- Among the bilateral creditors of Pakistan, China is on top.
- More than half of Pakistan’s external debt is multilateral.
- Public external debt increased by $ 2.5 billion during fiscal year 200.
Islamabad: About 92% of Pakistan’s external debt is due for three main sources, including multilateral and bilateral creditors, as well as through international bonds.
Among bilateral creditors, China is at the top of total debts and external liabilities.
Total debt and liabilities are calculated after incorporating the national and external debt payable of the consolidated fund, IMF loans for support of payments, soes debt, debt for basic products and external debt operations of the private sector.
However, the public debt excludes the debt of SAE, the debt to the operation of basic products and the external debt of the private sector. The total public debt is calculated on the basis of the national and external debt payable of the consolidated fund and the IMF loans for BOP support.
Now, the total external debt and liabilities stood at $ 133 billion, but the public external debt in accordance with the definition of the Law of Limitation of Fiscal Responsibility and Debt (FRDLA), stood at $ 88,578 billion to end of September 2024.
The Ministry of Finance has prepared a debt policy statement for January 2025, but so far it has not yet been established before Parliament. The process of obtaining the approval of the federal cabinet has been underway.
However, the sources said the government has also lost the deadline to issue a debt bulletin report until the end of September 2024 under the conditions of the World Bank loan, but was carried out in October 2024.
The total external debt continued to increase during Q1-fy 25 and stood at $ 88.7 billion as of September 2024.

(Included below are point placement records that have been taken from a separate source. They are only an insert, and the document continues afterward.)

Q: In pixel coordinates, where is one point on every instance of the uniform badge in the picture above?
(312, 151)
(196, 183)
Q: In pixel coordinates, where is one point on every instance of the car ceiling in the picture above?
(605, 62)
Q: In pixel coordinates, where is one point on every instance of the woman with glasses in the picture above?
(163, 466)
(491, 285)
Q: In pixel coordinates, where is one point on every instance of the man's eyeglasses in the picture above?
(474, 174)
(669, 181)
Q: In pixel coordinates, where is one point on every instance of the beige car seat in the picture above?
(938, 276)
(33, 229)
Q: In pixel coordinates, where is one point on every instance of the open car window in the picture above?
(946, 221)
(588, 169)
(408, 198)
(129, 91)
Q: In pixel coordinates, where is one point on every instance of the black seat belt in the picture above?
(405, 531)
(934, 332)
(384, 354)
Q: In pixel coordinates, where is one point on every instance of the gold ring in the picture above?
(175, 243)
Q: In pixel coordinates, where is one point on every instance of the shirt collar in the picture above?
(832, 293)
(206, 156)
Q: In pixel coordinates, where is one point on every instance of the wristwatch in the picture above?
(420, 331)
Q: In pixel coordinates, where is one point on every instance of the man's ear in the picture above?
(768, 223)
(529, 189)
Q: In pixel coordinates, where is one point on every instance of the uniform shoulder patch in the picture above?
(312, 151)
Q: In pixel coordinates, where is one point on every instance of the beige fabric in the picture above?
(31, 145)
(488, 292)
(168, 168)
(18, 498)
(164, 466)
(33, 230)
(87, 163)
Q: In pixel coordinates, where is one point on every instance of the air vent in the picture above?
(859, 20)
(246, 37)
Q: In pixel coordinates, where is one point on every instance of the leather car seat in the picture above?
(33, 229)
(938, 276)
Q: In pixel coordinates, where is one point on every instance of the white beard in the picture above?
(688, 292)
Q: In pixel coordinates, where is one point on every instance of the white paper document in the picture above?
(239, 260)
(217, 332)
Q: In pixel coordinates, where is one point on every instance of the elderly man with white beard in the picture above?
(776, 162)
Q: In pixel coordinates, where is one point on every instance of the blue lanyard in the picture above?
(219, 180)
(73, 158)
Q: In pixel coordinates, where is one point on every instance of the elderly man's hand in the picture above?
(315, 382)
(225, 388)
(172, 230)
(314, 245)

In terms of composition of external debt, the outstanding characteristics illustrate that more than half of Pakistan’s external debt (56% to September 24) is from multilateral lenders, including WB, ADB, IMF and others.
The second important source of external debt is bilateral partners, including Paris Club, which has approximately 28% of the external debt. 14% of the external debt is from commercial sources; 8% international bond emissions and 6% commercial banks.
During the fiscal year24, the actions of the external debt (in USD) witnessed a net increase of 3% year -on -year, while the participation of the external debt in the total public debt decreased from 38% (June 23) to 34% (June 24).
However, the exposure of the external debt is still within the maximum limit of 40% as provided in the MTD, but remains sensitive to the movement of the exchange rate.
The breakdown of external debt shows that most loans are obtained from multilateral financial institutions and bilateral sources.
These types of loans are hired in low or concessional rates with long -term tenors compared to commercial sources.
As of September 24, 84% of loans come from multilateral and bilateral sources.
Public external debt increased by $ 2.5 billion during fiscal year24 and at $ 2 billion at the end of September 2024. Total external loan disbursements amounted to $ 9.8 billion during fiscal year 200
The disbursements were mainly from multilateral and bilateral sources. The main disbursements of bilateral sources included time deposits of $ 2 billion of Saudi Arabia and $ 1 billion of the EAU as deposits with the Central Bank.
The main disbursements of multilateral sources included $ 2.2 billion from the World Bank, $ 1.3 billion of ADB and $ 345 million from AIIB.